• Finance ministry denies dues, says transfers are released fortnightly
• Insists Rs46.44bn paid to province on Dec 17
• KP finance adviser claims nearly Rs4tr outstanding in total dues
• Cites arrears in net hydel profit, straight transfers, merged districts’ support

ISLAMABAD: At a time when the federal government has initiated negotiations on the 11th National Finance Commission (NFC) Award, a fresh dispute has emerged between the federal Ministry of Finance and the Khyber Pakhtunkhwa government over the release of the province’s share under the current award.

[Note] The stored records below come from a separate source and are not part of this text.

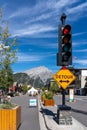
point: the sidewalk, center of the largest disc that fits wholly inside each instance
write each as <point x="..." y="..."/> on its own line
<point x="50" y="117"/>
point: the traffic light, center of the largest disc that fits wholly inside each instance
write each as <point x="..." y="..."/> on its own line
<point x="64" y="57"/>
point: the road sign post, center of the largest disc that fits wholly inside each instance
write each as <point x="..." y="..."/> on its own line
<point x="64" y="77"/>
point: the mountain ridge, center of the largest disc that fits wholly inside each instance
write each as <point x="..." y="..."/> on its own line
<point x="38" y="75"/>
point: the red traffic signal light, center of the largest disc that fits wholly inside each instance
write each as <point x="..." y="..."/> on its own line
<point x="66" y="29"/>
<point x="64" y="57"/>
<point x="66" y="45"/>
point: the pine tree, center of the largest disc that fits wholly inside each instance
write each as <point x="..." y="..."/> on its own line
<point x="8" y="49"/>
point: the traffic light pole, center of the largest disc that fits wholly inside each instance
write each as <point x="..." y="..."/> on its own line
<point x="63" y="17"/>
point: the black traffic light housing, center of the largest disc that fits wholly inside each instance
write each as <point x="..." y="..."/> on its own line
<point x="64" y="56"/>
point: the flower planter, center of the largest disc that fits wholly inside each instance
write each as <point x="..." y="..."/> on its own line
<point x="10" y="119"/>
<point x="49" y="102"/>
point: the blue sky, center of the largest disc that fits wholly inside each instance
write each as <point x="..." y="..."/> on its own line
<point x="35" y="23"/>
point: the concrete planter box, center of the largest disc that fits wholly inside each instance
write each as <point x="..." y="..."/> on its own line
<point x="49" y="102"/>
<point x="10" y="119"/>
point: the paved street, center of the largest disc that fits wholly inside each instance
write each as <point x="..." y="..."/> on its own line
<point x="30" y="119"/>
<point x="79" y="108"/>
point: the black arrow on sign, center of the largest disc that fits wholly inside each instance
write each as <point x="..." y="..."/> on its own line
<point x="67" y="81"/>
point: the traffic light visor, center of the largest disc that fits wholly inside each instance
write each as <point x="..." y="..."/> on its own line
<point x="66" y="38"/>
<point x="66" y="29"/>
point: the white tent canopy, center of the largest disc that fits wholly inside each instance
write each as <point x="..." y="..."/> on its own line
<point x="32" y="91"/>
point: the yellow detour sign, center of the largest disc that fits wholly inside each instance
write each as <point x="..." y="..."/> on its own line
<point x="64" y="77"/>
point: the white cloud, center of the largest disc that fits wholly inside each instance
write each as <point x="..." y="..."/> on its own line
<point x="78" y="9"/>
<point x="82" y="62"/>
<point x="25" y="57"/>
<point x="34" y="29"/>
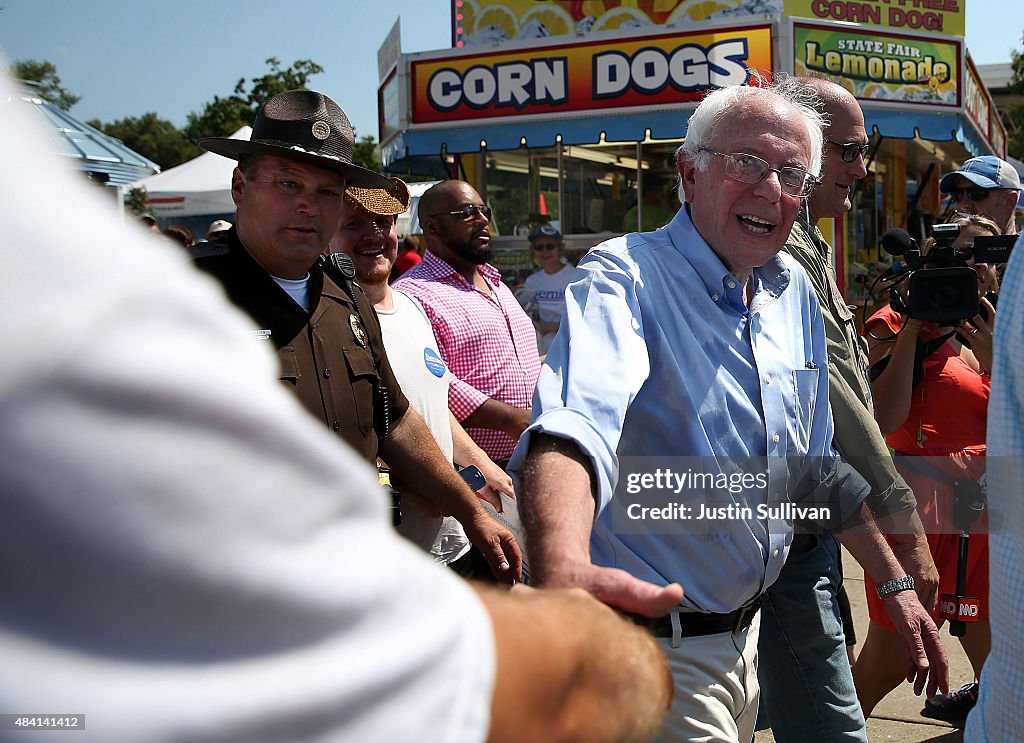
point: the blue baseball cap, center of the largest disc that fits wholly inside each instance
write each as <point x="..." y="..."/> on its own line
<point x="985" y="172"/>
<point x="545" y="230"/>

After KP Chief Minister Sohail Afridi alleged on Friday that the federal government had withheld KP’s rightful share from the divisible pool, the finance ministry issued a two-page statement on Saturday defending its position. It said transfers to KP were being made regularly and were aimed at supporting the province’s development agenda, fiscal sustainability and post-conflict recovery.

The ministry said provincial NFC shares were being released on a fortnightly basis and that there were no pending liabilities against the federal government. “Most recently, an amount of Rs46.44bn was disbursed to the KP government on Dec 17, 2025,” it said.

Soon after the statement, KP’s Adviser on Finance Muzzammil Aslam claimed the federation still owed the province nearly Rs4 trillion, citing outstanding dues under net hydel profit (NHP), straight transfers and financial support linked to the merged tribal districts.

Federal figures on transfers

The finance ministry also released figures for transfers to KP under the 7th NFC Award since its inception. It said that between July 2010 and Nov­ember 2025, KP received Rs5.867tr as its share from the divisible pool. It added that Rs705bn was allocated to KP during the same period under the head of war on terrorism.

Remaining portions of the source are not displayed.